Kubert revisits the source for two further adaptations, the sequel The Return of Tarzan, which returns the Man-Ape from society to the jungle, and the much later selection Tarzan and the Lion Men. This is a wild flight of fancy beginning with the satire of a movie crew filming a story very similar to Tarzan’s own, and involving the descendants of a group of English who still believe Henry VIII rules their homeland. There’s also a Victorian scientist and a bizarre human/ape hybrid calling himself God.
Early in his run Kubert also adapts three of Burrough’s short stories from Jungle Tales of Tarzan, but gradually develops the confidence to write his own material, varying the styles and locations, always keeping true to Burroughs. In a brief essay Kubert recalls attending life-drawing classes because drawing the near naked Tarzan required far greater knowledge of anatomy than anything else he’d drawn to that point. His Tarzan is lithe and athletic, but also a person you could imagine taking on a jungle creature in unarmed combat.

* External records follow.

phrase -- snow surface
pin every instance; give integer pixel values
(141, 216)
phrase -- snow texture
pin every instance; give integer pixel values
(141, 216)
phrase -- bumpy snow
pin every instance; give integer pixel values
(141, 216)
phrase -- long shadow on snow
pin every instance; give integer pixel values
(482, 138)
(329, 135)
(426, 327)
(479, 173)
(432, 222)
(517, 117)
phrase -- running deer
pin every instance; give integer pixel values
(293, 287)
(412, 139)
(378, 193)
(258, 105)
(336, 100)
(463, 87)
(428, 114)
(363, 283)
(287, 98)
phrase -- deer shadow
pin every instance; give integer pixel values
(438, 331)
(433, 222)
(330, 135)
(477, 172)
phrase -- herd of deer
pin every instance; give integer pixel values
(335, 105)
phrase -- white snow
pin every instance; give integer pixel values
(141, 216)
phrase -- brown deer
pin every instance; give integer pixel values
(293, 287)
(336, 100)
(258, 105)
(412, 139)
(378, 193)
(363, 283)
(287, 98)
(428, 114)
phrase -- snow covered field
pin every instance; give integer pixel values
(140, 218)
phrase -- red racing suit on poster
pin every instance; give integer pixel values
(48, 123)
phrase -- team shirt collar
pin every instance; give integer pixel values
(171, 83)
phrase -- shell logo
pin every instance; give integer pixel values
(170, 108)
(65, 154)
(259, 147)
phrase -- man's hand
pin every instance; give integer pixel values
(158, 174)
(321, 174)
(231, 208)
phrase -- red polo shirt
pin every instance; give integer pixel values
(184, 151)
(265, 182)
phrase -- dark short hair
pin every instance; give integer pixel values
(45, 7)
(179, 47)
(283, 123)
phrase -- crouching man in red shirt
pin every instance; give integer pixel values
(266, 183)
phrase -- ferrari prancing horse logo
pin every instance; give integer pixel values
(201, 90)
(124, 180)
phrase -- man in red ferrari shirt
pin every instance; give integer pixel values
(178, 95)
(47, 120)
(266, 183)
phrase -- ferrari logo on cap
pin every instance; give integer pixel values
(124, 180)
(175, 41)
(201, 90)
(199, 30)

Writing, drawing and even lettering every strip was a crippling workload, but Kubert crafted the ingenious solution of combining old with new. Both ‘Land of the Giants’ and ‘The Mine’ are crafted around old Tarzan newspaper strips drawn by Burne Hogarth and Hal Foster respectively, interspersing Kubert’s panels between those of the original story. In both cases the art fusion works better than you might think. Frank Thorne is called in to draw ‘The Renegades’, but with Kubert inking the style varies little. It’s only a Korak, Son of Tarzan story that conforms to comics’ traditional writer/penciller/inker pattern, with Robert Kanigher providing the script and Russ Heath inking.
The stories were previously gathered in three hardback volumes of Tarzan Archives: The Joe Kubert Years, but in any form this selection is an unmissable masterpiece of romance fantasy, wild adventure and comics creation no lover of the medium or genre can do without. Unfortunately doing with the physical copy will now be costly, but the digital version is a bargain.